Editor’s note: The following conversation has been edited for length and clarity.

5280: What makes Colorado’s high-country aesthetic unique?
Kathryn O’Shea-Evans: The design scene here is a little more pragmatic, and I mean that in a good way. We’re not doing embroidered silk wallpaper in the mountains. We can walk in with muddy boots and it’s fine. There aren’t a lot of decorative embellishments. It’s less fanciful, which puts the focus on the amazing [mountain] views.

What’s your favorite Centennial State project in the book?
I really like when designers embrace the local, whether it’s the colors of nature or the history of a place.

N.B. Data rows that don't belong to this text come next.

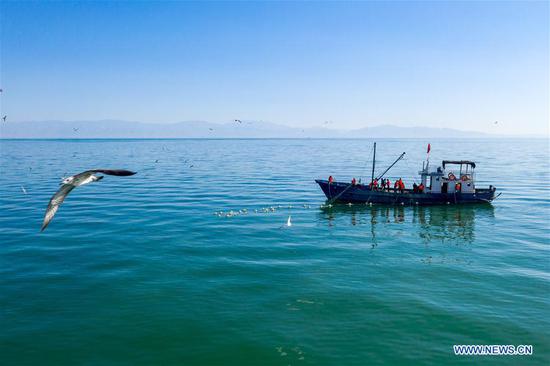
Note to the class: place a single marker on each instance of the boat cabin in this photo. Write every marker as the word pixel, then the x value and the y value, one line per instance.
pixel 459 177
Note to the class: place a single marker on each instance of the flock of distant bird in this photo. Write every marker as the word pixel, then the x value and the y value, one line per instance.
pixel 77 180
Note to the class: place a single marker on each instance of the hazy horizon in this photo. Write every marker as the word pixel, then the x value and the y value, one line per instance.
pixel 354 65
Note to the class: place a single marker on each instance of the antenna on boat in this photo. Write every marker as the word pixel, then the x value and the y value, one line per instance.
pixel 373 163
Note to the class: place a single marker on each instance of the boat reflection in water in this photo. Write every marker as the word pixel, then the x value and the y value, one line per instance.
pixel 446 224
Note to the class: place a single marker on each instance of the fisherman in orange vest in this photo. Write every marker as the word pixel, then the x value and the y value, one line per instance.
pixel 401 185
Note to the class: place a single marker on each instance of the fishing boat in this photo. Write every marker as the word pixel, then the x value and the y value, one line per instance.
pixel 451 183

One of the houses in the book is in Telluride, where [local guidelines require new buildings to visually cohere to] the area’s original gold rush cabins from over 100 years ago. It’s a supermodern home, but it has the same roofline as an old shanty. It’s new but also stuck in time.

Book jacket
Alpine Style steps inside mountain homes and hotels all over the world. Photo by Sarah Banks

How is alpine style evolving in Colorado?
When I first moved here, in 2017, [the preferred style] was very midcentury modern. I think now people are including design elements from different eras. [Designers and homeowners] are starting to embrace a more layered look, bring in more colors, and take more chances.

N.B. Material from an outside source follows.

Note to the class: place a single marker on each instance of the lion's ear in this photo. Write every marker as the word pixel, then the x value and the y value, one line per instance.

You mention in the book that you have a vacation home in Bailey that you run as a short-term rental. What design elements did you use to give it a sense of place?
In the kids’ bedroom, we made a bed shaped like a cabin. We also brought in colors from the evergreen branches outside the windows—so a lot of cinnamon browns and greens. In one room, I tore up a vintage Colorado guidebook from the 1960s that I found at a vintage store for $3 and framed it in shadow boxes. It looks really cool without being too on the nose.

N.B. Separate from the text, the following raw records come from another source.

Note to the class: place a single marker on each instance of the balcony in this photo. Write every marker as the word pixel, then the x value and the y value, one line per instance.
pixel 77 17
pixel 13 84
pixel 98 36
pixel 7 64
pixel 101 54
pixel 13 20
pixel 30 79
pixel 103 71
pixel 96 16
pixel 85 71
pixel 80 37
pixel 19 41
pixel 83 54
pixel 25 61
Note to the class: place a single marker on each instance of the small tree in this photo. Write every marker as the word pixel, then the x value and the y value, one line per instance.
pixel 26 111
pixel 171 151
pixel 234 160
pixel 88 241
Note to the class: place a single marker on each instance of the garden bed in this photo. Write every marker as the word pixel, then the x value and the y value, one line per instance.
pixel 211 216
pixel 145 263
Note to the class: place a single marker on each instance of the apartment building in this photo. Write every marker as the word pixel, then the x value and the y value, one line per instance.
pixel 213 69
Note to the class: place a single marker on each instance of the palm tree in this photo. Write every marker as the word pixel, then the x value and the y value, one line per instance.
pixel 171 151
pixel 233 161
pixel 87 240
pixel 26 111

How did you choose the properties in Alpine Style?
When you’re a design writer, you see the same stuff again and again, so I looked for things I hadn’t seen before. Like, there’s a mudroom in the Berkshires that used a vintage ski lift as a chair and a chalet in Montana that has a canopy bed with little birds carved into the iron—mountainy, but subtle. I looked for projects that made me say, “Wow, I would do that in my house. I want to live there.”